Im April steht dein 30. Geburtstag bevor. Wird es ein besonderer Tag für dich?

Struff: Mal schauen, vielleicht wird es nicht so besonders, weil ich bei einem Turnier im Einsatz bin. Vermutlich ein Geburtstag wie jeder andere in den letzten Jahren.

„Die Zusammenarbeit war schon etwas Besonderes“: Struff über das Jahr mit Trainer Carsten Arriens (r.) und Fitness-Coach Uwe Liedtke (mit Kappe).

Du gehst jetzt in dein zwölftes Jahr auf der ATP-Tour, für dich hat sich seit dem Start vieles verändert. Was hat sich auf der Tour seither am meisten verändert?

Struff: Ich habe das Gefühl, dass alles athletischer geworden ist. Dass man fitter sein muss, um zu bestehen. Dass die jungen Spieler alle hart schlagen und dass die Dichte unter den guten Spielern enger geworden ist.

2018 hast du im Jahresinterview gesagt, dass die damalige Tabellenführung deines favorisierten BVB „eine sehr gute Momentaufnahme“ sei, aber dass es bis zum Ende der Saison noch sehr eng und spannend werden würde. Du hast die Borussia vergangenen Dienstag gegen Leipzig gesehen. Was erwartest du nach deiner guten Prognose im letzten Jahr für die anstehende Rückrunde?

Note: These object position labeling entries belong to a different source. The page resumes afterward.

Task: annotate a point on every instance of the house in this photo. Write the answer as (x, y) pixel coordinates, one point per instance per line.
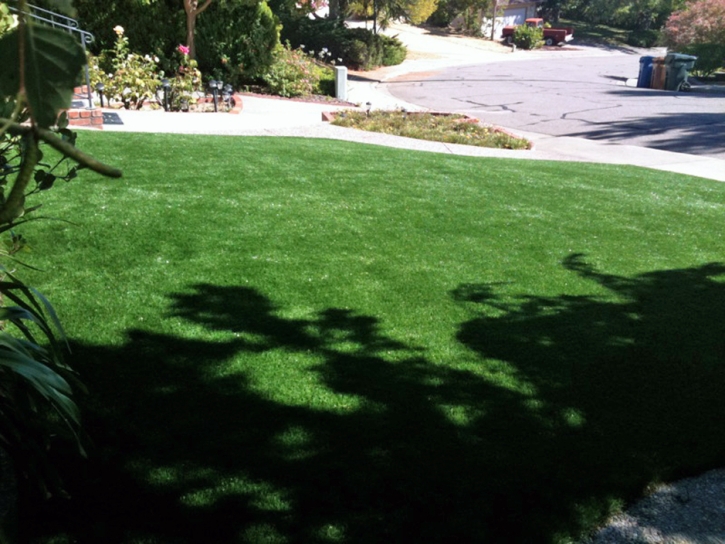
(514, 13)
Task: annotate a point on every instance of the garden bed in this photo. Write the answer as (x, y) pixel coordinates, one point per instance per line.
(444, 127)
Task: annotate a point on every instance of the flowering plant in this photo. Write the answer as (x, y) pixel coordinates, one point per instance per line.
(134, 77)
(293, 73)
(185, 83)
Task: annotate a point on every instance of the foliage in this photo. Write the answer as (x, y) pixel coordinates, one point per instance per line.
(236, 42)
(528, 37)
(193, 9)
(418, 11)
(41, 67)
(356, 48)
(643, 38)
(153, 27)
(699, 29)
(452, 129)
(133, 79)
(293, 73)
(7, 21)
(629, 14)
(185, 82)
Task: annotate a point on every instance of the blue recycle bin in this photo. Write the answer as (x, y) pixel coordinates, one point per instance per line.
(645, 72)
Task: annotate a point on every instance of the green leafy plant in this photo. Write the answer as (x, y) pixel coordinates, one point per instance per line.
(357, 48)
(41, 66)
(454, 129)
(528, 37)
(133, 78)
(293, 73)
(236, 41)
(185, 83)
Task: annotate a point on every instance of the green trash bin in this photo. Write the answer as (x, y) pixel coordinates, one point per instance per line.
(677, 65)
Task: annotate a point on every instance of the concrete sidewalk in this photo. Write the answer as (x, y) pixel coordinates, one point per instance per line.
(427, 53)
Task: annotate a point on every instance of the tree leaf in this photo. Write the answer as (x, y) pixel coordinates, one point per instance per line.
(53, 63)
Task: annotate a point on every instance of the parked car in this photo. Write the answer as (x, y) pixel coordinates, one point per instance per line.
(552, 36)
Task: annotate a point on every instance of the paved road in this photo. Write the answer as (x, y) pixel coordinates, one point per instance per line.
(575, 96)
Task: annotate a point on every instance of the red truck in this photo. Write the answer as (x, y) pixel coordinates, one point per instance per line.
(552, 36)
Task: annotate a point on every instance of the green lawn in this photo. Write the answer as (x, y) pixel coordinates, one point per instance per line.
(291, 340)
(591, 33)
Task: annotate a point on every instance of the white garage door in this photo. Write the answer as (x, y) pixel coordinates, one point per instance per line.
(514, 16)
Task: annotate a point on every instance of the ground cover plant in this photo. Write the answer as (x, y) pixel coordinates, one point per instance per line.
(452, 129)
(316, 341)
(592, 33)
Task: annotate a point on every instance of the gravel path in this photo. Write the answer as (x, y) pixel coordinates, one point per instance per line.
(690, 511)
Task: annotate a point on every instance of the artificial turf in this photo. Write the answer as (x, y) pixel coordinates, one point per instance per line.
(291, 340)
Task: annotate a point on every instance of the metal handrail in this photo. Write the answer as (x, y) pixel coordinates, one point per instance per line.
(68, 24)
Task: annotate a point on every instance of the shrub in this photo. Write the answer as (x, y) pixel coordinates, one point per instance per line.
(356, 48)
(184, 82)
(236, 42)
(293, 73)
(528, 37)
(643, 38)
(394, 52)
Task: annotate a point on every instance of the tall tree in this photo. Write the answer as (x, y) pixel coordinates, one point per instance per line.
(193, 10)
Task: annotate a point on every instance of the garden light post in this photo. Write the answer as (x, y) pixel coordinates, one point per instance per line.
(166, 86)
(215, 85)
(227, 95)
(100, 87)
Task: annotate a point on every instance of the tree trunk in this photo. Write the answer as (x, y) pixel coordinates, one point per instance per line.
(192, 12)
(190, 27)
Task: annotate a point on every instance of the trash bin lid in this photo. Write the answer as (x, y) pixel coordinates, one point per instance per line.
(679, 57)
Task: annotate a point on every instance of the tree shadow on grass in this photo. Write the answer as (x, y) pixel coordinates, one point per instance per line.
(574, 400)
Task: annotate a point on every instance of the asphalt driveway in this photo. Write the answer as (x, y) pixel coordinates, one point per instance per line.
(574, 96)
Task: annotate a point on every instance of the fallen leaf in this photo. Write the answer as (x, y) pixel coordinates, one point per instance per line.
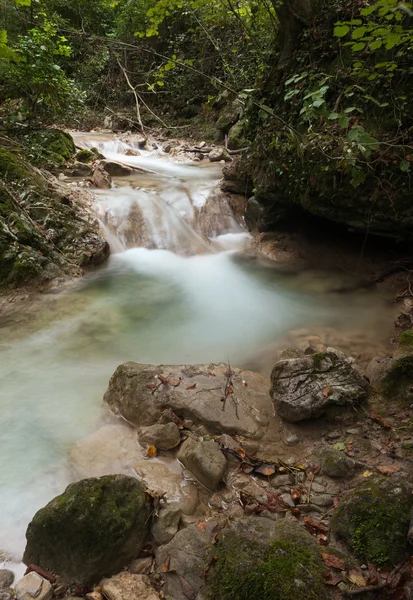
(388, 470)
(379, 420)
(151, 451)
(367, 474)
(201, 525)
(187, 588)
(266, 469)
(333, 561)
(174, 382)
(332, 578)
(241, 452)
(357, 578)
(165, 566)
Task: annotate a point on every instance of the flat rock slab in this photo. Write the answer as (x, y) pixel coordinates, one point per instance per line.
(194, 392)
(304, 387)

Struff: Das Spiel gegen Leipzig war geil. Viele Highlights und ein spannendes Match. Das war für alle Zuschauer interessant. Es ist in der Spitze alles sehr eng und ich bin gespannt, wie die Rückrunde noch verlaufen wird. Ich kann es für den BVB schlecht einschätzen, hoffe aber, dass die Jungs bis zum Ende oben mitspielen können.

Zum Abschluss der Blick auf das bevorstehende Weihnachtsfest: Wie sehen die Festtage bei dir und deiner Familie aus?

Struff: Ich habe ein paar freie Tage und die Zeit möchte ich auf jeden Fall mit der Familie genießen! Wir werden die Weihnachtstage gemeinsam verbringen und uns noch mal ein bisschen erholen, bevor es wieder auf die Tour geht.

Dann viel Erfolg für den Start in die neue Saison und einen guten Rutsch ins neue Jahr!